Global heat waves are fossil fuel-driven climate chaos

Greenpeace

Unprecedented danger caused by heat waves and extreme weather will continue to be the new normal if we don't take urgent action to stop fossil fuel-driven climate change.

From England and China, to India and North Africa, the United States and even the Arctic, record-breaking heat waves are annually putting lives, livelihoods, and communities at risk. The soaring temperatures not only pose individual health dangers, but they also put entire ecosystems and communities at increased risk of wildfires, droughts, and failures of power grids.

In response to the widespread surge of deadly heat waves around the world, the proMETEO Seville Project took an unprecedented step after a record-breaking high temperatures in Spain in July 2022: They began naming heat waves - in the same manner as storms such as hurricanes - to raise public awareness about the grave dangers posed by extreme heat. There were more than 1,000 deaths in Spain attributable to high temperatures from July 10 to July 19, according to the Carlos III Institute.

Amid a global climate crisis catalyzed by fossil fuels, such tragic loss of life related to heat waves is becoming alarmingly common. In July 2021, nearly 600 people died in British Columbia in Canada with hundreds more perishing in the Pacific Northwest of the United States due to the same historically extreme heat wave.

As is so often the case, the most intense impacts of the climate crisis are often experienced by those least responsible for the carbon emissions exacerbating extreme weather events. These communities urgently need empathy, aid, and climate action.
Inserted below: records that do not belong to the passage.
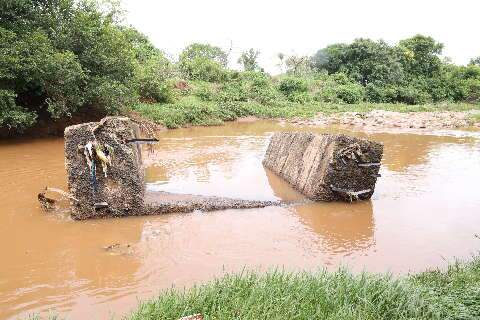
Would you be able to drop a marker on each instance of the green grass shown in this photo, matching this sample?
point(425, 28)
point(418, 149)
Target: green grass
point(452, 294)
point(190, 110)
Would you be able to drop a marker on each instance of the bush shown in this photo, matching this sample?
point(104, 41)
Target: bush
point(295, 89)
point(151, 77)
point(13, 116)
point(203, 62)
point(204, 91)
point(338, 88)
point(110, 95)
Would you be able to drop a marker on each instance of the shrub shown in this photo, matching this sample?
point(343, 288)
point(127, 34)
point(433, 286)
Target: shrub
point(204, 91)
point(203, 62)
point(110, 95)
point(12, 115)
point(151, 77)
point(295, 89)
point(350, 93)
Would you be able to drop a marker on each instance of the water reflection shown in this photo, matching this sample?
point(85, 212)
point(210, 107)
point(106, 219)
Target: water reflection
point(343, 228)
point(425, 209)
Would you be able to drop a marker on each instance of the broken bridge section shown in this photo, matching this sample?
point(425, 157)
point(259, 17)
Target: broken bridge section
point(106, 176)
point(325, 167)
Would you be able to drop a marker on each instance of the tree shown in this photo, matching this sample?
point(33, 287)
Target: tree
point(249, 60)
point(420, 55)
point(298, 65)
point(203, 62)
point(475, 61)
point(58, 57)
point(281, 58)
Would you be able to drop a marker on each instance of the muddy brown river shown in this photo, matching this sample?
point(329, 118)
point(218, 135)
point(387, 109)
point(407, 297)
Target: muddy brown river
point(425, 212)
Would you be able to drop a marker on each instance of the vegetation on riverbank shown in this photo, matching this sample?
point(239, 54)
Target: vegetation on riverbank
point(64, 57)
point(450, 294)
point(192, 111)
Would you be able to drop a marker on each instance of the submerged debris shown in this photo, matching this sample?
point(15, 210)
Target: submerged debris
point(326, 167)
point(49, 203)
point(121, 192)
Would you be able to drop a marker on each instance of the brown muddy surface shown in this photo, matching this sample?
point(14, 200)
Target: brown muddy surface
point(425, 212)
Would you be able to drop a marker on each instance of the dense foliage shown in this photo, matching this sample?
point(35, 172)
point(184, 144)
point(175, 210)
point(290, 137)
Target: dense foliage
point(60, 57)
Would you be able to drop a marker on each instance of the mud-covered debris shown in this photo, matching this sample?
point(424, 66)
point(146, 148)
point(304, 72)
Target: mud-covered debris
point(103, 168)
point(326, 167)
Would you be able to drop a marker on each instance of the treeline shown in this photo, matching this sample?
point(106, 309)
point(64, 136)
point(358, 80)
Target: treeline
point(59, 57)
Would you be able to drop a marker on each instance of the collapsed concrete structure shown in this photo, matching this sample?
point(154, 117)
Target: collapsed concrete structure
point(106, 177)
point(325, 167)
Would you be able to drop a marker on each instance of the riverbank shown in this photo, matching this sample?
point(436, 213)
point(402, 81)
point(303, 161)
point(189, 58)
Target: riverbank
point(393, 119)
point(192, 112)
point(450, 294)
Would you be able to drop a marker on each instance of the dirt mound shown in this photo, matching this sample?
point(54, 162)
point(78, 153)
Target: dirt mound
point(106, 176)
point(404, 120)
point(325, 167)
point(114, 187)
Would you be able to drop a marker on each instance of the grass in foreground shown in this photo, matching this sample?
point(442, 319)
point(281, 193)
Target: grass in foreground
point(193, 111)
point(453, 294)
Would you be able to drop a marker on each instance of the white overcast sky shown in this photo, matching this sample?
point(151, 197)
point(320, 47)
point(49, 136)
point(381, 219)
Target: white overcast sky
point(304, 26)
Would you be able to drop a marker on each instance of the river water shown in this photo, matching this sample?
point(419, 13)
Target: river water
point(425, 212)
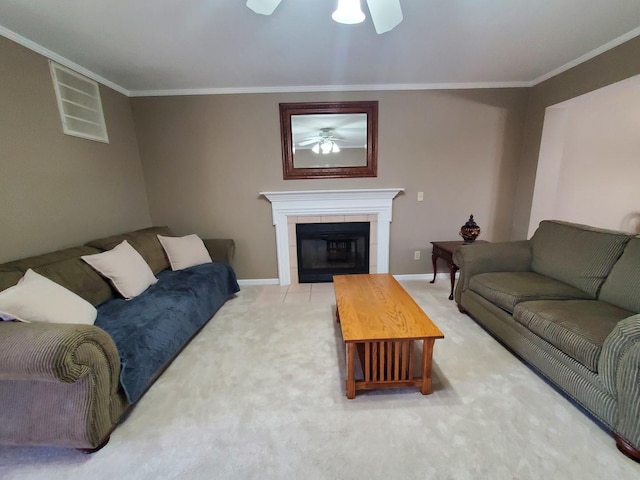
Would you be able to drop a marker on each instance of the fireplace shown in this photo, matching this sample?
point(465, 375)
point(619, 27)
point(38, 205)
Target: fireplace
point(324, 206)
point(327, 249)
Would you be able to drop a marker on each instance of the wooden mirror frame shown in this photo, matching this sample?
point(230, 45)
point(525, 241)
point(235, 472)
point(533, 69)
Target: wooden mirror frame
point(290, 172)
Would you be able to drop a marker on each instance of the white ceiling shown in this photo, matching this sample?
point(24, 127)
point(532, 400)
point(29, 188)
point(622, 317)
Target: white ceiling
point(154, 47)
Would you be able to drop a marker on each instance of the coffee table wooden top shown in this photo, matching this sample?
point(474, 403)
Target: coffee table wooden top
point(376, 307)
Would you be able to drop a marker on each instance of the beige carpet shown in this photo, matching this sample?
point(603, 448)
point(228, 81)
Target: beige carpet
point(259, 394)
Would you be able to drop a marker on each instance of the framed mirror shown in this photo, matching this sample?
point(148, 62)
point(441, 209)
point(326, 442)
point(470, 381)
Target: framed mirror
point(329, 139)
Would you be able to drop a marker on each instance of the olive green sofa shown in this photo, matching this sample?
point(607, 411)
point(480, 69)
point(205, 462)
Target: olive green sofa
point(567, 302)
point(60, 383)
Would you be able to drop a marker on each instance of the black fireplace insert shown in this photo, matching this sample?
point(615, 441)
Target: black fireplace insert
point(328, 249)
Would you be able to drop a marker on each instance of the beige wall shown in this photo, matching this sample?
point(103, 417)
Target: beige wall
point(56, 190)
point(612, 66)
point(206, 158)
point(589, 165)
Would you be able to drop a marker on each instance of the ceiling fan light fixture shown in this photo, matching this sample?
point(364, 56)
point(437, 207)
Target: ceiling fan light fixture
point(348, 12)
point(325, 147)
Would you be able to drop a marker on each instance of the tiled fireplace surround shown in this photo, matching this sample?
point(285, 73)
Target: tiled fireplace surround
point(330, 206)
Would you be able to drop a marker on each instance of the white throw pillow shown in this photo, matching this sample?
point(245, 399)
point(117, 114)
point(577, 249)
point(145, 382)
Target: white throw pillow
point(124, 266)
point(37, 299)
point(184, 252)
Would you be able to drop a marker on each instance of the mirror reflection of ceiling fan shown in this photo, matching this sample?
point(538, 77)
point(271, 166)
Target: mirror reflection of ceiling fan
point(385, 14)
point(325, 142)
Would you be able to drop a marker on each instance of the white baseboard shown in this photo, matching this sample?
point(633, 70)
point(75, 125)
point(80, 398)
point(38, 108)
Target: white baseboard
point(423, 276)
point(259, 281)
point(415, 276)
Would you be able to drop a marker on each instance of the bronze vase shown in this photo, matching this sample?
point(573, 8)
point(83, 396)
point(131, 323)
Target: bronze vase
point(470, 231)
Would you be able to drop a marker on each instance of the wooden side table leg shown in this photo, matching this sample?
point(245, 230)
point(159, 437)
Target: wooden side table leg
point(351, 374)
point(434, 259)
point(427, 356)
point(452, 273)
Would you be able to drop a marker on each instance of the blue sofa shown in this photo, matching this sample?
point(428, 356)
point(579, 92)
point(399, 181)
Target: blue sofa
point(69, 385)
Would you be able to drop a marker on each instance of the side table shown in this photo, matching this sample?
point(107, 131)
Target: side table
point(445, 250)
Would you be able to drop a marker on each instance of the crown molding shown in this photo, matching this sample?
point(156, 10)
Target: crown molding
point(327, 88)
point(588, 56)
point(45, 52)
point(36, 47)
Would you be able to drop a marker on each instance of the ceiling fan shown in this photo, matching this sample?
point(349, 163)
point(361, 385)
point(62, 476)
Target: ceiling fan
point(326, 134)
point(385, 14)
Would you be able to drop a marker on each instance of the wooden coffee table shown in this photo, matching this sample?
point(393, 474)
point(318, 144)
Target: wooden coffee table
point(380, 320)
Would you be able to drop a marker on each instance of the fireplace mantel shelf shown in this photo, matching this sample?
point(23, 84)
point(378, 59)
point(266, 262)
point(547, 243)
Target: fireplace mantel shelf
point(365, 201)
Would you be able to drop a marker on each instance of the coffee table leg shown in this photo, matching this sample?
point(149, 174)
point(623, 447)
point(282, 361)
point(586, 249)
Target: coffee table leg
point(427, 356)
point(351, 375)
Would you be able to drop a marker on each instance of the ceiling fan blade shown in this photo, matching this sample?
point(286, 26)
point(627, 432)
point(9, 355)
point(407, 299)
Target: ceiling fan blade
point(385, 14)
point(263, 7)
point(309, 141)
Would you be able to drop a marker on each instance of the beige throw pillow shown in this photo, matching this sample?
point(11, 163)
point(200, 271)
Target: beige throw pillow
point(184, 252)
point(37, 299)
point(125, 268)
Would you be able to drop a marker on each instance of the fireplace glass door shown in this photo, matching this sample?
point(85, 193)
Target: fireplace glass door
point(327, 249)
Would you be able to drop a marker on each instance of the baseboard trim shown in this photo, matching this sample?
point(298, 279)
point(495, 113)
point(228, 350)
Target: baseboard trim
point(423, 276)
point(259, 281)
point(409, 276)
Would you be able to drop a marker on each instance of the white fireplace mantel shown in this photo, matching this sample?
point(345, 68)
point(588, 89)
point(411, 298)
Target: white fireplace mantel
point(364, 201)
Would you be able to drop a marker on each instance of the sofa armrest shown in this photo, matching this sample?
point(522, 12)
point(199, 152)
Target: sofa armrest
point(59, 385)
point(221, 249)
point(490, 257)
point(624, 338)
point(619, 371)
point(55, 352)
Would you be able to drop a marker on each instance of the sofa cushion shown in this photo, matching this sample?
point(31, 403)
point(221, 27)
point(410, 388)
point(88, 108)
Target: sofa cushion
point(576, 327)
point(578, 255)
point(150, 329)
point(125, 268)
point(184, 252)
point(622, 286)
point(145, 241)
point(37, 299)
point(507, 289)
point(65, 268)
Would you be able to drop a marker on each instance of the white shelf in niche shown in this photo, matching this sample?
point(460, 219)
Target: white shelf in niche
point(310, 203)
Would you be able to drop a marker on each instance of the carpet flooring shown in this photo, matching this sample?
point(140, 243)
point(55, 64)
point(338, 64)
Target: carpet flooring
point(259, 394)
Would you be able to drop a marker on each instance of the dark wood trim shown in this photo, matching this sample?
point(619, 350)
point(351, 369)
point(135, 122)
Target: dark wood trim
point(290, 172)
point(99, 447)
point(626, 448)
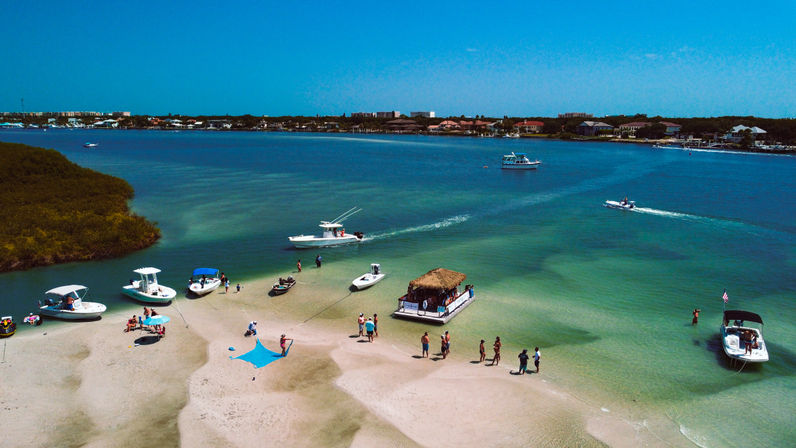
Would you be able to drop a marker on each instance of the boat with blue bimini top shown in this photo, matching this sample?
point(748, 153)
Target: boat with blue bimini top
point(435, 297)
point(333, 233)
point(68, 303)
point(519, 161)
point(742, 341)
point(204, 281)
point(147, 288)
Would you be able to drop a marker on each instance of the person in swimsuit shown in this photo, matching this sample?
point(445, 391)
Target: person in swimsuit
point(482, 350)
point(496, 359)
point(424, 341)
point(282, 341)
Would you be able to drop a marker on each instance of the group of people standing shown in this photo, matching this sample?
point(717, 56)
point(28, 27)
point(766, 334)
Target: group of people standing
point(369, 326)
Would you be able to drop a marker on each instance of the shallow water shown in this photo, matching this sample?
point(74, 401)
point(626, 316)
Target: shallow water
point(606, 294)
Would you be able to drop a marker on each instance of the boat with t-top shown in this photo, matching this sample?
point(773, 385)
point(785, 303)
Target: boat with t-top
point(334, 233)
point(147, 288)
point(68, 302)
point(519, 161)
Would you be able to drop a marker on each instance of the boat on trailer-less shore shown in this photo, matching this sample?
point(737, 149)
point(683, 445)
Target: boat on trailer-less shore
point(333, 233)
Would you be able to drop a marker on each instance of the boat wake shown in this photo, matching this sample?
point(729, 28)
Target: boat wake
point(458, 219)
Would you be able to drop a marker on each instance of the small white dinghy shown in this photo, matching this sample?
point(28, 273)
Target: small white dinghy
point(369, 279)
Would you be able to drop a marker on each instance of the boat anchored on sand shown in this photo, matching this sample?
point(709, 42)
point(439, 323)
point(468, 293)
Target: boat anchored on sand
point(624, 204)
point(68, 303)
point(147, 288)
point(743, 342)
point(204, 281)
point(519, 161)
point(333, 233)
point(370, 278)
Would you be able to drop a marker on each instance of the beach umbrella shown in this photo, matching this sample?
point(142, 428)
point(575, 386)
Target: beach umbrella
point(156, 320)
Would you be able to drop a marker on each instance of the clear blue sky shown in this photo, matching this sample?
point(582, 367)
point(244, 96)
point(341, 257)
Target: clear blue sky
point(674, 58)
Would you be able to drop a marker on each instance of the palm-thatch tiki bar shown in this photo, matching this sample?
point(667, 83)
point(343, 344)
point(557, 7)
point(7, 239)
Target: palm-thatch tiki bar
point(435, 297)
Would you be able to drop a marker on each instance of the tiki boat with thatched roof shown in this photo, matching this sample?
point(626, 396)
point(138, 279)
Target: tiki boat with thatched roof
point(435, 297)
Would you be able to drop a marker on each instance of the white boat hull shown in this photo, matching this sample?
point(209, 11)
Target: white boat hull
point(155, 294)
point(619, 206)
point(305, 241)
point(87, 310)
point(367, 280)
point(209, 286)
point(734, 348)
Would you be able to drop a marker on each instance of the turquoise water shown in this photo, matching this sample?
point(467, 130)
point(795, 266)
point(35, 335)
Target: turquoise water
point(606, 294)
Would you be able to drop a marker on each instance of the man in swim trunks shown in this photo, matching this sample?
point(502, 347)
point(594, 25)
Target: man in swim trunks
point(424, 341)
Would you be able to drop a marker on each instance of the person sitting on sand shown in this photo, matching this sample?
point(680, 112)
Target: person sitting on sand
point(282, 341)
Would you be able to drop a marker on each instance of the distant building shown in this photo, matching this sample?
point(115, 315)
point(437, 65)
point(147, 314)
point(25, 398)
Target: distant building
point(671, 128)
point(428, 114)
point(529, 127)
point(592, 128)
point(736, 133)
point(575, 115)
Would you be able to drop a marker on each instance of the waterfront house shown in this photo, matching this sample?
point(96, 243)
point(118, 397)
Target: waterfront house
point(671, 128)
point(592, 128)
point(529, 127)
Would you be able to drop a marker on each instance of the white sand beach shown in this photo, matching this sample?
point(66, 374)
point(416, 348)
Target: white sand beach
point(90, 384)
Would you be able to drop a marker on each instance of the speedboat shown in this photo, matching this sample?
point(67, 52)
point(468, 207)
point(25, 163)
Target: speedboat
point(519, 161)
point(68, 302)
point(7, 327)
point(333, 233)
point(147, 288)
point(283, 285)
point(204, 281)
point(369, 279)
point(740, 340)
point(621, 205)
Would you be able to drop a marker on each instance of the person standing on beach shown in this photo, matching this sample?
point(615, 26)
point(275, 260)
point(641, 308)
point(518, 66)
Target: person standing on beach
point(424, 341)
point(282, 341)
point(496, 347)
point(369, 326)
point(523, 361)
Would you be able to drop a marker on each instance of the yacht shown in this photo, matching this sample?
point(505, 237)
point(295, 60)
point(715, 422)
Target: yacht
point(68, 302)
point(334, 233)
point(519, 161)
point(741, 341)
point(147, 288)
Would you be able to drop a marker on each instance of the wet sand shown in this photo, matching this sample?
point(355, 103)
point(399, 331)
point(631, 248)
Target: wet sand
point(89, 384)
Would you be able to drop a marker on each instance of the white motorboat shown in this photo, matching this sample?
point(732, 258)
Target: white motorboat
point(333, 233)
point(68, 302)
point(519, 161)
point(740, 340)
point(621, 205)
point(369, 279)
point(147, 288)
point(204, 281)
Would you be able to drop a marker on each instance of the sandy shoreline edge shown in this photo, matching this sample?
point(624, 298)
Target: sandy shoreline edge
point(89, 384)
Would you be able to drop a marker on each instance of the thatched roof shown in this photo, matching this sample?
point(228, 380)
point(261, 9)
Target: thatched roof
point(438, 278)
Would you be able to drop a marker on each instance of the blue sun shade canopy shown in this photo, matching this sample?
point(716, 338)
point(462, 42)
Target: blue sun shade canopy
point(261, 356)
point(206, 271)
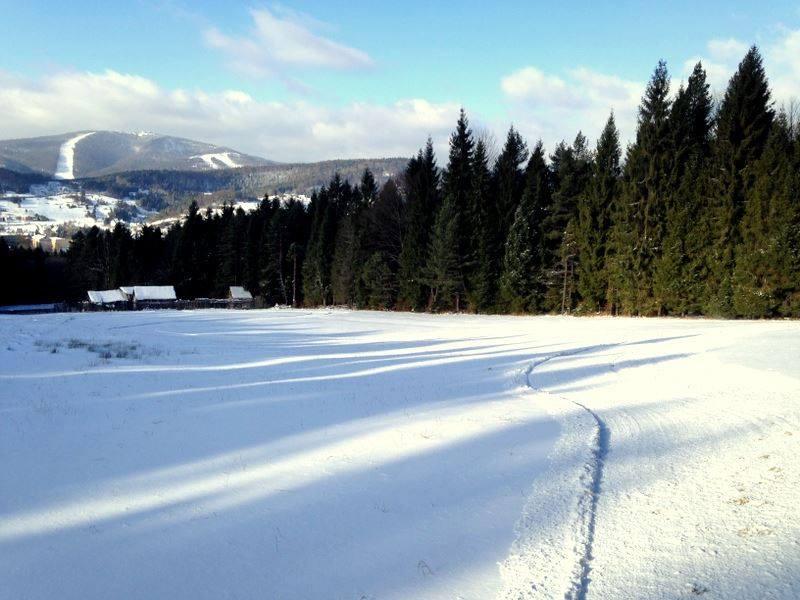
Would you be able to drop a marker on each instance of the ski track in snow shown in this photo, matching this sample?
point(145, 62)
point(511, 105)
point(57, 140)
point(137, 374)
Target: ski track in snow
point(214, 159)
point(591, 480)
point(337, 454)
point(66, 157)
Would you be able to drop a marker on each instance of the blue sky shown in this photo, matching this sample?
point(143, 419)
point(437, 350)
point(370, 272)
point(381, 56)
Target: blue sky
point(312, 80)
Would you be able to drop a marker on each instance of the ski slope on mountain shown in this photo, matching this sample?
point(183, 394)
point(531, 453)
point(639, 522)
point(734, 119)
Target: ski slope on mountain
point(337, 454)
point(65, 168)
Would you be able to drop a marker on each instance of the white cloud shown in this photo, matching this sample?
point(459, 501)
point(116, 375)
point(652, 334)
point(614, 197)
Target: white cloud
point(553, 107)
point(284, 131)
point(278, 42)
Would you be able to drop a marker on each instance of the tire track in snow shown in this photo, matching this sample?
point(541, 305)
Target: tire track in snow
point(591, 480)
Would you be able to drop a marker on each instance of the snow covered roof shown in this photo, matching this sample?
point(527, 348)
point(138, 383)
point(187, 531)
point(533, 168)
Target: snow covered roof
point(154, 292)
point(239, 293)
point(105, 296)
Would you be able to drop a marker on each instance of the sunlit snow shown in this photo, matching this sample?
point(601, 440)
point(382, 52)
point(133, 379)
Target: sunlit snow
point(338, 454)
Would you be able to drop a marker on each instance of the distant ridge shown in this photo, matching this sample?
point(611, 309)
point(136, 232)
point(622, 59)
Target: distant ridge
point(84, 154)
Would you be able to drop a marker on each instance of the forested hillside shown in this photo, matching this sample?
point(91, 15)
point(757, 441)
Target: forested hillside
point(700, 215)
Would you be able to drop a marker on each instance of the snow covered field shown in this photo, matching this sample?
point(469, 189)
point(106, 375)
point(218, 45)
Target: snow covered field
point(28, 214)
point(65, 168)
point(334, 454)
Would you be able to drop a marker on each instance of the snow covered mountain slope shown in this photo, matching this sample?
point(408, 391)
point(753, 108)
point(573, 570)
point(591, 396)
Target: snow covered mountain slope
point(65, 167)
point(91, 154)
point(336, 454)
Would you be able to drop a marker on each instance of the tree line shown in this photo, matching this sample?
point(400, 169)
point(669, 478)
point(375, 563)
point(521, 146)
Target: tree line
point(700, 216)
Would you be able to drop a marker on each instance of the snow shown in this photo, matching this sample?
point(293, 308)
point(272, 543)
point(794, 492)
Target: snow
point(21, 213)
point(219, 160)
point(337, 454)
point(66, 157)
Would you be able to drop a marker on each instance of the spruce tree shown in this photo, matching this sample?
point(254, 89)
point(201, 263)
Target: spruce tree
point(594, 215)
point(678, 269)
point(444, 273)
point(421, 183)
point(509, 179)
point(571, 168)
point(764, 275)
point(486, 231)
point(525, 251)
point(457, 182)
point(645, 190)
point(743, 125)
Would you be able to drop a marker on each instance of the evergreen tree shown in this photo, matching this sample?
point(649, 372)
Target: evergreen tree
point(444, 269)
point(485, 227)
point(421, 183)
point(594, 216)
point(525, 251)
point(509, 180)
point(766, 257)
point(571, 168)
point(645, 189)
point(743, 125)
point(679, 269)
point(457, 182)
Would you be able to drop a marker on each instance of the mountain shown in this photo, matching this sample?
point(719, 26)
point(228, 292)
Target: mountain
point(96, 153)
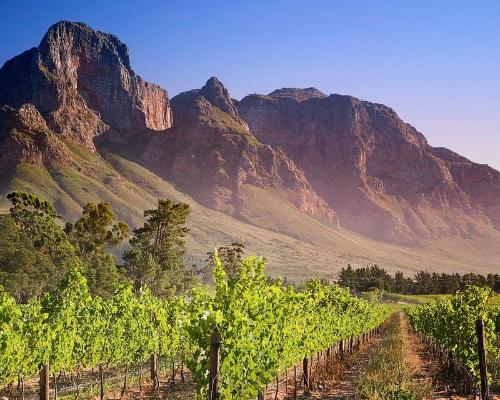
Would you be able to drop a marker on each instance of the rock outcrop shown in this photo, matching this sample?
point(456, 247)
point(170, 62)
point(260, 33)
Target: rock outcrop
point(82, 83)
point(378, 173)
point(336, 158)
point(210, 154)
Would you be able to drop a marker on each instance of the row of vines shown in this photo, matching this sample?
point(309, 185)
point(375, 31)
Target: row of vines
point(265, 327)
point(450, 322)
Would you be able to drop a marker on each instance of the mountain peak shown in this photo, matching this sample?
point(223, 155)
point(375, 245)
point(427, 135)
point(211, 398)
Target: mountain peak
point(216, 93)
point(77, 34)
point(298, 94)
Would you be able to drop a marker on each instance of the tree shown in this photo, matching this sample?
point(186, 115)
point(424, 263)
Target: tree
point(25, 273)
point(93, 235)
point(156, 256)
point(35, 252)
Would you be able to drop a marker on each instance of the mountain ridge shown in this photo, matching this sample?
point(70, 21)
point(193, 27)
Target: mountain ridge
point(295, 162)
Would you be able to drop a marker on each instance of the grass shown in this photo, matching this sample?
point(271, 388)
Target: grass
point(296, 245)
point(388, 375)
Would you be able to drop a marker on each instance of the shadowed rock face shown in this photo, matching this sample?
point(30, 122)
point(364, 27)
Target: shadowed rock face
point(377, 172)
point(210, 153)
point(81, 82)
point(334, 157)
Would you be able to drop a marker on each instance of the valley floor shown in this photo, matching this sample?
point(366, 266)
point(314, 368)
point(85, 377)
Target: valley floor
point(394, 365)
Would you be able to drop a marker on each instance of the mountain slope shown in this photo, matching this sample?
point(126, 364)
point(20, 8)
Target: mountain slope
point(297, 176)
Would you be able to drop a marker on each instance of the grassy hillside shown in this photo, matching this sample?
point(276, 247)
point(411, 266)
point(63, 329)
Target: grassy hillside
point(305, 247)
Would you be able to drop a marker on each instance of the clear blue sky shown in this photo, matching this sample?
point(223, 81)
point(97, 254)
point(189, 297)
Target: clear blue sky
point(437, 63)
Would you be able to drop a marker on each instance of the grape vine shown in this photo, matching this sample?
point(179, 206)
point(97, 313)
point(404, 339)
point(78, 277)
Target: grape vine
point(265, 327)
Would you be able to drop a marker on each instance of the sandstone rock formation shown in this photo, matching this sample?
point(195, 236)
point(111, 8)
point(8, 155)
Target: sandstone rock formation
point(210, 154)
point(378, 173)
point(335, 158)
point(81, 82)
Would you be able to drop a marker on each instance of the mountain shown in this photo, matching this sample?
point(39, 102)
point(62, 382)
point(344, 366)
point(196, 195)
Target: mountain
point(311, 181)
point(210, 154)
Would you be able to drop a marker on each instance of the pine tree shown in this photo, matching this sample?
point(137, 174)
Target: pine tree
point(156, 256)
point(93, 235)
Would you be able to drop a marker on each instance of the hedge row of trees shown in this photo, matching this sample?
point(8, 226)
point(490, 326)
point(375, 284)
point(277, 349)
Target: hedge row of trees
point(37, 249)
point(366, 278)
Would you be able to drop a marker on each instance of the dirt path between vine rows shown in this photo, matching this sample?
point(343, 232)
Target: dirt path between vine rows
point(343, 386)
point(423, 366)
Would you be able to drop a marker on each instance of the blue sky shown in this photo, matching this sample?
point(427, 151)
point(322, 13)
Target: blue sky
point(437, 63)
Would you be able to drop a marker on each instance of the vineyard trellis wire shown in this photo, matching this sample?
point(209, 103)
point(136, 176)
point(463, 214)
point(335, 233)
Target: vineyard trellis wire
point(265, 328)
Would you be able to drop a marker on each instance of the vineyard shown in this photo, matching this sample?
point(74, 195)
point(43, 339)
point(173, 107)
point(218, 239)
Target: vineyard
point(264, 328)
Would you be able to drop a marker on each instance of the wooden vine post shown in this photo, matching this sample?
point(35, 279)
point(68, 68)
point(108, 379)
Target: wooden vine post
point(44, 382)
point(483, 369)
point(215, 343)
point(305, 369)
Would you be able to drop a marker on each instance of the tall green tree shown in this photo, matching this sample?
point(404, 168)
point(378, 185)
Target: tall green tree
point(35, 252)
point(156, 256)
point(93, 236)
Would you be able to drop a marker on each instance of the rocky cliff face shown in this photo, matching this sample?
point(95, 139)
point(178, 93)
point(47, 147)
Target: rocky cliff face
point(25, 138)
point(336, 158)
point(81, 82)
point(377, 172)
point(211, 154)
The entire global community needs to demand that fossil fuel companies and corporate polluters stop accelerating climate change with reckless, profit-hungry drilling and burning of coal, oil, and gas.

What is happening?

The fossil-fueled climate crisis means temperatures are soaring around the world, setting unwanted records year after year.

In 2022, the United Kingdom had its joint hottest June through August on record, which included the first-ever "red warning" for extreme heat issued by the Met Office.

Meanwhile, India experienced its hottest weather in 122 years in 2022.